Prenons les trentenaires. » Sous-estimés « , ils sont plus de deux tiers à avouer ne plus adhérer aux valeurs de leur entreprise faute de pouvoir grimper les échelons, tout bloqués qu’ils sont par leurs aînés peu disposés à laisser leur place. Résultat : ils privilégient avant tout l’épanouissement personnel, ce qui ne fait pas nécessairement l’affaire de leur employeur. Les quadras ne sont pas mieux lotis. Eux, ils s’avouent même carrément désabusés. Rien moins qu’une génération » sacrifiée » faute de moyens suffisants pour s’imposer. Un peu les dindons de la farce, en somme. Victimes de promesses non tenues pour cause de crise, ils se sentent d’autant plus floués qu’ils ont, contrairement à leurs cadets, beaucoup sacrifié de leur vie personnelle pour réussir. Reste les quinquas… tout requinqués, eux. Alors qu’ils s’imaginaient trottinant déjà sur le chemin de la retraite, voilà qu’on les rattrape pour les remettre au boulot. Nouveau souffle, nouvelles ambitions, on les dit prêts à relever le gant, à tenter l’aventure.

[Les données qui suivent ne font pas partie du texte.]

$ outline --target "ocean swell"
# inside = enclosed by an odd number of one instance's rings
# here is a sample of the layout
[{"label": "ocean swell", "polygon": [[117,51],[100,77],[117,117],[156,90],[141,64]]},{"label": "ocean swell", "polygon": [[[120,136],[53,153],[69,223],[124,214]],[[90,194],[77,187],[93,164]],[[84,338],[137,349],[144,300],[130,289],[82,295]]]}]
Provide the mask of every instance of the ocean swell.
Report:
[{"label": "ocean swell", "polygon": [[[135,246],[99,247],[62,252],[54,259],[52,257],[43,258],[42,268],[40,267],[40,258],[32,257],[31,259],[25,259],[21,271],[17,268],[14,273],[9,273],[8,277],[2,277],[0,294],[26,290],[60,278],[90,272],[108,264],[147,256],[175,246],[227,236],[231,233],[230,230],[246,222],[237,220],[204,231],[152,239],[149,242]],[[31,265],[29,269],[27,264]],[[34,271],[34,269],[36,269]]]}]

Conjoncture maussade aidant, on se bouscule donc nombreux autour du même marigot. Autant de chats et de souris qui se frotteront difficilement sans, finalement, se croquer. On ne compte plus, d’ailleurs, les coups de patte qui malencontreusement s’égarent.
Dommage, dommage. Car au lieu de se raidir mentalement, chacun n’aurait-il pas intérêt à faire le gros dos ? Toutes griffes rentrées, à réaliser quelques petits arrangements avec son ego ? A se montrer peut-être parfois moins chatouilleux, plus patient (pour les plus jeunes), généreusement égoïste (pour les plus âgés). Sans perdre de vue son petit job, certes, ne faudrait-il pas essayer de dégager de l’espace pour l’autre ? Penser complémentarité plutôt que division, solidarité pour compétition. Un exercice drôlement compliqué bien sûr et qui exige qu’on abandonne définitivement ses peurs au vestiaire. Qu’on lâche prise. Un vrai défi, mais un bon et juste combat aussi ! Un » win to win » qui, à terme, ne compte que des gagnants.